По мере того как упадок трамвайного движения в городе приближался к точке невозврата, ностальгия по трамваям росла. Первый музей трамвая был основан в 1967 году на территории Василеостровского трамвайного парка (№ 62). Прочие парки со временем обзавелись аналогичными «музеями». В 1982 году, как раз когда на линии вышло последнее поколение советских трамваев, в парке № 62 открылся Музей городского электрического транспорта, а в последующие годы началось спасение и восстановление самих вагонов[225]. В 1987 году появилась возможность проехать по городу на ретротрамвае [Александров 1987]. Практика эта продолжалась и в последующие десятилетия – музей зарабатывал деньги, возя людей на отреставрированных старых трамваях, являющихся частью экспозиции [Алексеева 2000а]. Наряду с этой «живой данью памяти» трамвай увековечили и в неподвижном виде. В 2004 году в пешеходной зоне на 6–7 линиях Васильевского острова была установлена модель петербургской конки в натуральную величину. Невольная ирония состоит в том, что памятник размещен в непосредственной близости к станции метро[226].

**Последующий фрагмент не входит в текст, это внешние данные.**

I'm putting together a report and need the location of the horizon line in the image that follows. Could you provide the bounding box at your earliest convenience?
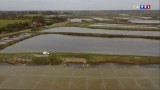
[0,9,159,11]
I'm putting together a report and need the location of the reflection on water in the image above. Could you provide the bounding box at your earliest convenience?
[1,34,159,56]
[91,63,160,68]
[68,19,92,22]
[42,27,160,36]
[93,17,110,21]
[90,23,158,29]
[129,19,160,24]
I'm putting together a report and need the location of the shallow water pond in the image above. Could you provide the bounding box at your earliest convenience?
[42,27,160,36]
[1,34,159,56]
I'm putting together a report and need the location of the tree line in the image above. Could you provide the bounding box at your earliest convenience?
[0,16,67,34]
[0,22,30,34]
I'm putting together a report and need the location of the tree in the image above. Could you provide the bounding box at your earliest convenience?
[32,16,45,25]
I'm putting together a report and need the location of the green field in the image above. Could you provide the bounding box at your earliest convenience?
[0,19,31,28]
[0,53,159,65]
[24,14,42,17]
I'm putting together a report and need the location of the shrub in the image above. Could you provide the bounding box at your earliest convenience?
[32,56,49,65]
[48,55,63,65]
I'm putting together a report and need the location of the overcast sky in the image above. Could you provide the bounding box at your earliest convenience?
[0,0,159,10]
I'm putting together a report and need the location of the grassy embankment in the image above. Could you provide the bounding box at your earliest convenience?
[0,53,159,65]
[0,19,31,28]
[23,14,42,17]
[89,26,160,31]
[47,21,70,28]
[40,32,160,40]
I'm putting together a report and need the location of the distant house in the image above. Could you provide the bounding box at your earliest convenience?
[31,21,43,29]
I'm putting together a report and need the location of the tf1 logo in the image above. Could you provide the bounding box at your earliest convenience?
[140,5,151,9]
[133,5,151,10]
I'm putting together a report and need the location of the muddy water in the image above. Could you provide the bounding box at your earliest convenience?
[42,27,160,36]
[1,34,159,56]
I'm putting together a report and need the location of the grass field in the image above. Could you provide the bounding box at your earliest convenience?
[24,14,42,17]
[0,19,31,28]
[0,53,159,65]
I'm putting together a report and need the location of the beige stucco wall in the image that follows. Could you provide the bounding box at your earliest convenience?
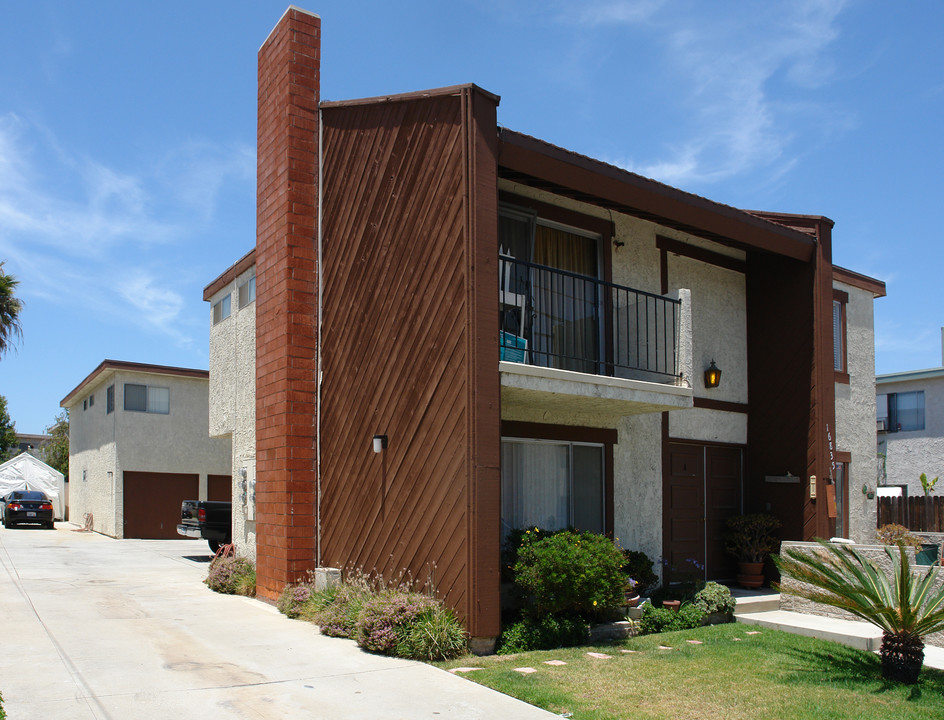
[208,267,257,560]
[66,369,231,538]
[877,373,944,498]
[834,281,879,543]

«Трамвайная ностальгия» достигла кульминации в 2007-м, в год столетия пуска первого электротрамвая. За годы, непосредственно предшествовавшие юбилею, в коллекции Музея городского электрического транспорта появилось еще несколько отремонтированных трамваев[227]. В год столетия был выпущен богато иллюстрированный том, посвященный «прошлому и настоящему» петербургского трамвая – «Петербургский трамвай. История и современность». Но даже в этом юбилейном издании отразилось необратимое разрушение системы трамвайного движения – к 2007 году осталось всего 39 маршрутов и 1114 водителей. Всего в парках работало 11 352 сотрудника, из них 21 % составляли люди пенсионного возраста и всего 9,2 % процента работников были моложе 30 лет[228].

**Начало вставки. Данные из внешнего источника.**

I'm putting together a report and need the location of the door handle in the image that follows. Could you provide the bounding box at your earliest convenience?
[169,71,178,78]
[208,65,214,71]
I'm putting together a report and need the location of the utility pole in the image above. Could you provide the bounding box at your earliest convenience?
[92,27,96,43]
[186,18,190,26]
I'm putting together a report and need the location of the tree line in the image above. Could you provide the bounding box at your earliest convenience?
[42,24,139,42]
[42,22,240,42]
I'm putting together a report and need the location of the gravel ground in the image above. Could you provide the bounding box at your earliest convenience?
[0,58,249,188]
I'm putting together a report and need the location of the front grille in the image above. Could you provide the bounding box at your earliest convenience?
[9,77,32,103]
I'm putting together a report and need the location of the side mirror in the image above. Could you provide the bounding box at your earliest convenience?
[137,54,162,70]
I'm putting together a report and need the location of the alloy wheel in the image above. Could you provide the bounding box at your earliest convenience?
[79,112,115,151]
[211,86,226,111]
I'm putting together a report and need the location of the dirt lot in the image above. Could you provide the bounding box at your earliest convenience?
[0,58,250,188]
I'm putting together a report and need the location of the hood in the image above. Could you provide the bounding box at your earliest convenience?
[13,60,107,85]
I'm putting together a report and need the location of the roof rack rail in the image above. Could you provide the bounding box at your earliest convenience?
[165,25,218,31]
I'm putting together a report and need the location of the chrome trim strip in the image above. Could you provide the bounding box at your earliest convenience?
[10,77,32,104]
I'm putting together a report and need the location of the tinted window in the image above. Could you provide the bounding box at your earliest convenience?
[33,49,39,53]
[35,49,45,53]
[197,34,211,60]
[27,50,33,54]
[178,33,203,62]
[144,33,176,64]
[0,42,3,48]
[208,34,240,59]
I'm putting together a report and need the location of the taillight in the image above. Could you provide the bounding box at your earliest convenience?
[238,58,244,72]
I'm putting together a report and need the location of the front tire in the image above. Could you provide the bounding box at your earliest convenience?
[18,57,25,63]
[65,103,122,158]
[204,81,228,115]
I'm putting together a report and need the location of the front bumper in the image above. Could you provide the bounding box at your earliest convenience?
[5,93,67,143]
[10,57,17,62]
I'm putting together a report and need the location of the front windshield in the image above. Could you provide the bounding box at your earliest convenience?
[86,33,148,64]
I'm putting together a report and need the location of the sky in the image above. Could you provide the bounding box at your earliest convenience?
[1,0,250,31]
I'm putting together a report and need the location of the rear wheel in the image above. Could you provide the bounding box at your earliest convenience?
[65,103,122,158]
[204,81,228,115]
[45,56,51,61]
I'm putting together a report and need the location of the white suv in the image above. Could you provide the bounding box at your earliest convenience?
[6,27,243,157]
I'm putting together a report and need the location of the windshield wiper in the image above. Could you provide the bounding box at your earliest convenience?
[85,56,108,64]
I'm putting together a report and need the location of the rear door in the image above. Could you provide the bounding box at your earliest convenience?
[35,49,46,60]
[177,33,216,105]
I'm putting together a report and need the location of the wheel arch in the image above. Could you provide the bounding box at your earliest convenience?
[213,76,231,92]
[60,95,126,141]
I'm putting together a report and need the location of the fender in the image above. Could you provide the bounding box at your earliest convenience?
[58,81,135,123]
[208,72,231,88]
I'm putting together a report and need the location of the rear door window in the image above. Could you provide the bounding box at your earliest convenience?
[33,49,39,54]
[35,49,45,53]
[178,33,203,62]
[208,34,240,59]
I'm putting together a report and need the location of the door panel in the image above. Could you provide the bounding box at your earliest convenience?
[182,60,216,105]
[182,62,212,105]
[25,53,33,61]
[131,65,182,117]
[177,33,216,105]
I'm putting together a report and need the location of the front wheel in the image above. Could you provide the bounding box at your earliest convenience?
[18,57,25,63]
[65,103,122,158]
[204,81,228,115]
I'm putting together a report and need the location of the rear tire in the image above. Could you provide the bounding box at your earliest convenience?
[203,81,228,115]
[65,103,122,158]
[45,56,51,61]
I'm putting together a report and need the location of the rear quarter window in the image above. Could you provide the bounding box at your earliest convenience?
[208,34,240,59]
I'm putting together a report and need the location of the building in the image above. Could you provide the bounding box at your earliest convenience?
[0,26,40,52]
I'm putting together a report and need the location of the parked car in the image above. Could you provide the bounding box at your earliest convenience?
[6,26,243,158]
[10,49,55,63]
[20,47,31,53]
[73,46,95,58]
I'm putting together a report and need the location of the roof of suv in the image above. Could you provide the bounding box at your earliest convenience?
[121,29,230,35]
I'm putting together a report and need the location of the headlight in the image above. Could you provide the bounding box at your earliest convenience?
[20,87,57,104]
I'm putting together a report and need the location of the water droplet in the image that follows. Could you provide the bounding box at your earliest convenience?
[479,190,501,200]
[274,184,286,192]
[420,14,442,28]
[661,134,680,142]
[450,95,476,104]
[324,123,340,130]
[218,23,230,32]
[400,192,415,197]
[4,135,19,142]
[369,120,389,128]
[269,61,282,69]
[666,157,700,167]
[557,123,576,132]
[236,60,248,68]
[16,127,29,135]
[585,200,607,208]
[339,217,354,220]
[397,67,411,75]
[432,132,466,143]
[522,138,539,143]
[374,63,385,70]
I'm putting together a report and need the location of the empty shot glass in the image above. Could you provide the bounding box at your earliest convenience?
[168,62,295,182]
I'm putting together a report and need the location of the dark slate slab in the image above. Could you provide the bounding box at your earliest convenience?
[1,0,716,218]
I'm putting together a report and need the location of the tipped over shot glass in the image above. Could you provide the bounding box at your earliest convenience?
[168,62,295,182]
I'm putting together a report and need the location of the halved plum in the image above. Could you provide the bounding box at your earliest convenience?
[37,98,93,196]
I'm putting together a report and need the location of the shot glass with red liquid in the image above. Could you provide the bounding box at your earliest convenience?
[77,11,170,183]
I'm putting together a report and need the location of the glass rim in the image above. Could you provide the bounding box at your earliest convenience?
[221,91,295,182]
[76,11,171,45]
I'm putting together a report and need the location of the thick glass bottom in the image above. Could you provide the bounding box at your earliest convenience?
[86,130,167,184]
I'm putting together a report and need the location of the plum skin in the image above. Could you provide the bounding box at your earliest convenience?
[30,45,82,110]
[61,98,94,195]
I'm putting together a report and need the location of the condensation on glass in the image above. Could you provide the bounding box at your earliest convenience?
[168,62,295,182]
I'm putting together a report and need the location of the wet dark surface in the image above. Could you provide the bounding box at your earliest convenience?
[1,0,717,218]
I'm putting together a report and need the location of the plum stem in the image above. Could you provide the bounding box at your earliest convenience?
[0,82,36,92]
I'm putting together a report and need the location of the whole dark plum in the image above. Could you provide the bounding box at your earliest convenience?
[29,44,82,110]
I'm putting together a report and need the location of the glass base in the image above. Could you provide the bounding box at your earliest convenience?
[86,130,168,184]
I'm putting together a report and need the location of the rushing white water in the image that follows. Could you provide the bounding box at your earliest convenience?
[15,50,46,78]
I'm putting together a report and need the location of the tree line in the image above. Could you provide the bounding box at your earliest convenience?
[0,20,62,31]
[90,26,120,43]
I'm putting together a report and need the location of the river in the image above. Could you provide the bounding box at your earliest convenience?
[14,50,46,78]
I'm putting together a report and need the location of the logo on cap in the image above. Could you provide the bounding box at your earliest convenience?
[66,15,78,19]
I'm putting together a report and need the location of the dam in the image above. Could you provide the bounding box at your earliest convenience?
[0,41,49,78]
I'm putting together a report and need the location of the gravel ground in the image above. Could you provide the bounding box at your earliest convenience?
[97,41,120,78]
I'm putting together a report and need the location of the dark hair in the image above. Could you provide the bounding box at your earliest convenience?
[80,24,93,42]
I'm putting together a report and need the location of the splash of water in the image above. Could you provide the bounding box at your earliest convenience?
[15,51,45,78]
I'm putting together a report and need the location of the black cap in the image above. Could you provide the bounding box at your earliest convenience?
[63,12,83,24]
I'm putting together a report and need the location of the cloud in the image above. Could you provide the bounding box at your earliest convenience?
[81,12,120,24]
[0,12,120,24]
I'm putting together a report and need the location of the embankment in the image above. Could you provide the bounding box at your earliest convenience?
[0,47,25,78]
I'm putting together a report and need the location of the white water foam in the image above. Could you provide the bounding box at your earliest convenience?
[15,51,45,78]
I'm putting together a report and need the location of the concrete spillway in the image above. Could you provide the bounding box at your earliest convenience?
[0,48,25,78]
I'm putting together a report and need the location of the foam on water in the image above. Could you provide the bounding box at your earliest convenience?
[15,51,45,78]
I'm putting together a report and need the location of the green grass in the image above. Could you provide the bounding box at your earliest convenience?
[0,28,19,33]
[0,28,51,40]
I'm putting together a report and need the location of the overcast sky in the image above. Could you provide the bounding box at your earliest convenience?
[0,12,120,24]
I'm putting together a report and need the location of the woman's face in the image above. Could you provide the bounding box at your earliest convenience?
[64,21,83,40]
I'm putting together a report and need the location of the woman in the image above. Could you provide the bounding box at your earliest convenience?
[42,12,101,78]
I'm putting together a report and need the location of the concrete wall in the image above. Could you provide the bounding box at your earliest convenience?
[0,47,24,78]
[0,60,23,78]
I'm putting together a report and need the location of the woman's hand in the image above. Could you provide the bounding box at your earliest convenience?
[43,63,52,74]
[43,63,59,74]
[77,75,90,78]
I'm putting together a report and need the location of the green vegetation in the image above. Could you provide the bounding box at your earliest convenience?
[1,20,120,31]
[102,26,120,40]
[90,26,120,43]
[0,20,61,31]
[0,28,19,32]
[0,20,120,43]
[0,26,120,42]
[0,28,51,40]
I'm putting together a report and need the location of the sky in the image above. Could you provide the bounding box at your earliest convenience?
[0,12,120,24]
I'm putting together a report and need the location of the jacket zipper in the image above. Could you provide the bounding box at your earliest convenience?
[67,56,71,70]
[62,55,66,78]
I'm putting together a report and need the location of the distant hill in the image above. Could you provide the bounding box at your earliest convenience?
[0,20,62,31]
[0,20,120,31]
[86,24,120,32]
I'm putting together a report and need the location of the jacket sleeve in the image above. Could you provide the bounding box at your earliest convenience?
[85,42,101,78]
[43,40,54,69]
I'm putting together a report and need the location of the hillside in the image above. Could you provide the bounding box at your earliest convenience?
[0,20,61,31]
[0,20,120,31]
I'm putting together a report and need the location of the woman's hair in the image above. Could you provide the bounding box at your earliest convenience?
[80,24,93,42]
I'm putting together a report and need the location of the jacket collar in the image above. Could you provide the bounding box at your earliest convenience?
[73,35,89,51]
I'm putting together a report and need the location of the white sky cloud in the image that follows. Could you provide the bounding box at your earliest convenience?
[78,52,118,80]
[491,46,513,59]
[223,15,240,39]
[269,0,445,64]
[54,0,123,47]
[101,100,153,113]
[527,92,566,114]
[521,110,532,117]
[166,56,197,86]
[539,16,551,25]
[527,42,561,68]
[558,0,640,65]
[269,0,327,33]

Трамвай все чаще служил средством «путешествия во времени», иногда на поколение, а то и несколько поколений в прошлое:
Она [т. е. бабушка информантки. – К. К.] мне рассказывала, как они замечательно познакомились – она жила на Малой Охте, на улице Стахановцев, вот, где папа родился, потом она жила тоже достаточно долго, там коммунальная квартира была. Большая такая была. И она ехала – тогда моста Александра Невского еще не было, вот. И она ехала на трамвае оттуда к Политехническому институту. И там в определенный момент, значит, в трамвай садился мой дедушка. И так они изо дня в день встречались. И так они познакомились, поженились… <…> А теперь трамваи так не ходят – теперь метро.
В метро особенно не познакомишься…[229]
В воспоминаниях трамвай был не просто транспортным средством: он был символом утраченной невинности. Даже Герман разделял это двойственное восприятие, вспоминая, помимо потной клаустрофобии вагонов, «поэзию» трамвайных звонков и оплакивая исчезновение старых разноцветных огоньков, которые прежде сообщали каждому маршруту неповторимое лицо[230]. Шел процесс эстетизации через отдаление, прошедшие годы сглаживали шероховатости, точно так же как пространственное расстояние превращало скрип едущего по рельсам трамвая в крик кроншнепа. Все чаще трамвай оказывался в некоей воображаемой дали. Так, на рекламных плакатах, размещенных в вагонах в 2007 году, «трамвай будущего» (невероятная модель прямиком из фильма «Бегущий по лезвию бритвы», явно никогда не виданная в Петербурге) соседствовал с «трамваем прошлого». Вот только «трамвай настоящего» нигде там не фигурировал[231].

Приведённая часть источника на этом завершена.